# Uinta Oil Drilling



## Mallardhead12 (Oct 17, 2011)

http://www.sltrib.com/home/3366850-155/oil-company-to-drill-in-utahs

I don't know if everyone has seen this but we NEED to stop this. 
Send emails or share your "public comments". :evil:


----------



## johnnycake (Jul 19, 2011)

With the current trends in the oil market, I'd be shocked if the company actually pursued this. And that's just for the exploratory well, not to mention full scale production.


----------



## High Desert Elk (Aug 21, 2012)

johnnycake said:


> With the current trends in the oil market, I'd be shocked if the company actually pursued this. And that's just for the exploratory well, not to mention full scale production.


The hammer just hit the nail on the head. Well said.

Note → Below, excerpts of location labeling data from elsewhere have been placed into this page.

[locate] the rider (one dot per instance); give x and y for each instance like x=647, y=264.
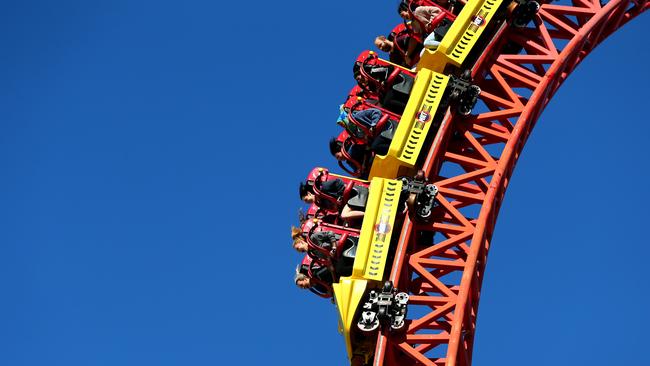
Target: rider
x=334, y=188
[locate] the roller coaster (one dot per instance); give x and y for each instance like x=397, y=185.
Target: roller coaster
x=430, y=141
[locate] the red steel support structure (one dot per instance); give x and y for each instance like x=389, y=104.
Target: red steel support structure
x=471, y=161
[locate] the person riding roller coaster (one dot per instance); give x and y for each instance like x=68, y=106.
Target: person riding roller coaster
x=329, y=255
x=356, y=158
x=334, y=196
x=397, y=46
x=428, y=20
x=328, y=245
x=389, y=84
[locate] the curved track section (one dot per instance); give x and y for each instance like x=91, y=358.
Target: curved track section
x=471, y=161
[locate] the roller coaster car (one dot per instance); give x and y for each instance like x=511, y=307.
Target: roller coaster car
x=386, y=308
x=355, y=191
x=524, y=12
x=356, y=157
x=401, y=36
x=390, y=83
x=359, y=297
x=320, y=280
x=344, y=247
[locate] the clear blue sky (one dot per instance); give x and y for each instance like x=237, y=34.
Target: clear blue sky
x=150, y=153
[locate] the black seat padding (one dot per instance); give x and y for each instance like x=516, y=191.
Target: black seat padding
x=381, y=143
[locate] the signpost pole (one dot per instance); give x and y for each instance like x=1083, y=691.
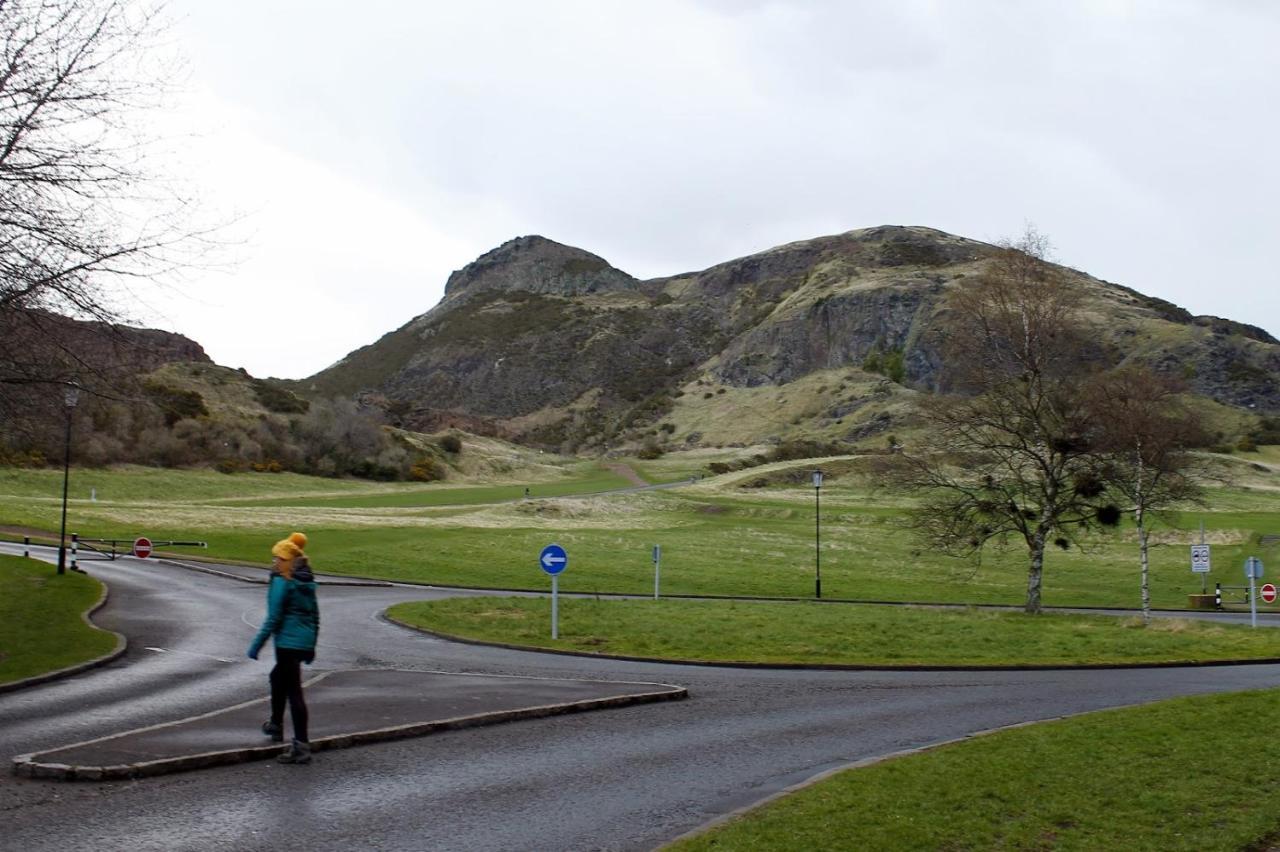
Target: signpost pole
x=553, y=559
x=817, y=535
x=1253, y=569
x=1203, y=577
x=1253, y=603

Besides, the NEPA process will bog it down to "extinction".


----------



## wyogoob (Sep 7, 2007)

johnnycake said:


> With the current trends in the oil market, I'd be shocked if the company actually pursued this. And that's just for the exploratory well, not to mention full scale production.


Not exactly. Although the market has driven the number of active drilling rigs down, the number of those seeking drilling permits, exploratory or otherwise, is up, especially in Wyoming and California. see: http://info.drillinginfo.com/new-drilling-permits-january-2016-update/

Tax breaks have dramatically changed the business of drilling for oil and gas. It would be fair to say that the recent natural gas and oil "boom" has been subsidized by the Federal Government.

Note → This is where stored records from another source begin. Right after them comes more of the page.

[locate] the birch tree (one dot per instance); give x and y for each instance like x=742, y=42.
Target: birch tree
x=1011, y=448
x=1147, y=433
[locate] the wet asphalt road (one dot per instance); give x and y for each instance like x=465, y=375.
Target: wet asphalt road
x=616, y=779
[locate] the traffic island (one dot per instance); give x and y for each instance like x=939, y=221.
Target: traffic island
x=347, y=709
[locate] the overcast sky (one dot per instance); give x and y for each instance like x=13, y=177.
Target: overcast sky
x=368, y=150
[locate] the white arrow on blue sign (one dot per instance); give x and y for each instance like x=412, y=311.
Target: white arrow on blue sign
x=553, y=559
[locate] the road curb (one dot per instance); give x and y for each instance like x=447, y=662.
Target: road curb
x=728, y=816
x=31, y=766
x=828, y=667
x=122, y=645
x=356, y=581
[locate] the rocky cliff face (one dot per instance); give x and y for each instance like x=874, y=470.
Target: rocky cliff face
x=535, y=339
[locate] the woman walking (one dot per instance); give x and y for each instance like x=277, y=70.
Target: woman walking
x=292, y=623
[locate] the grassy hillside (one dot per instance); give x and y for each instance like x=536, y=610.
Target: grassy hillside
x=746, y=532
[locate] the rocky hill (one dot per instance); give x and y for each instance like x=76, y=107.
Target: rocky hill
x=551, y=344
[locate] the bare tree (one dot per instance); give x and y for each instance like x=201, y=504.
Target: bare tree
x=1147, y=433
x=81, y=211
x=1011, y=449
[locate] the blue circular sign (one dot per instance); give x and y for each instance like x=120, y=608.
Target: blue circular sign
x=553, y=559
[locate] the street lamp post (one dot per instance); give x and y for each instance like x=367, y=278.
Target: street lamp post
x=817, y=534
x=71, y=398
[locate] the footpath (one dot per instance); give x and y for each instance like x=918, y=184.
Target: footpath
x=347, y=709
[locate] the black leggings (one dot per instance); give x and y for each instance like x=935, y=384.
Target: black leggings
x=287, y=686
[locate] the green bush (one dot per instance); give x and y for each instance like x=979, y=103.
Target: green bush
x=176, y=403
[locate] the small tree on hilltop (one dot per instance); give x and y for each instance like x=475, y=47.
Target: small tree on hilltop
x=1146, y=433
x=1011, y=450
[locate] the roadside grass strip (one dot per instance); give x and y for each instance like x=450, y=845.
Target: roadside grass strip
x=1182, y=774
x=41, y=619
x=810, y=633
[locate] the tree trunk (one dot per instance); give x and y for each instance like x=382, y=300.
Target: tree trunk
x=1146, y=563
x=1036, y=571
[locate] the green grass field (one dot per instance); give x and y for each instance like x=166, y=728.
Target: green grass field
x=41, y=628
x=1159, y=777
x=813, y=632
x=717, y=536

Almost every dollar it takes to drill an oil or natural gas well, whether it produces or not, is a tax write-off. See the tax breaks here: http://www.investopedia.com/articles/07/oil-tax-break.asp

*"Furthermore, it doesn't matter whether the well actually produces or even strikes oil. As long as it starts to operate by March 31 of the following year, the deductions will be allowed."* 
Read more: Oil: A Big Investment With Big Tax Breaks | Investopedia http://www.investopedia.com/articles/07/oil-tax-break.asp#ixzz3xlT4yWNw

Question:
How did America become oil independent and the biggest natural gas producer?....eventually producing gobs of oil and gas there was no market for?

Answer: 
tax breaks and fracking

You get what you ask for. Drill, baby, drill.

.
​


----------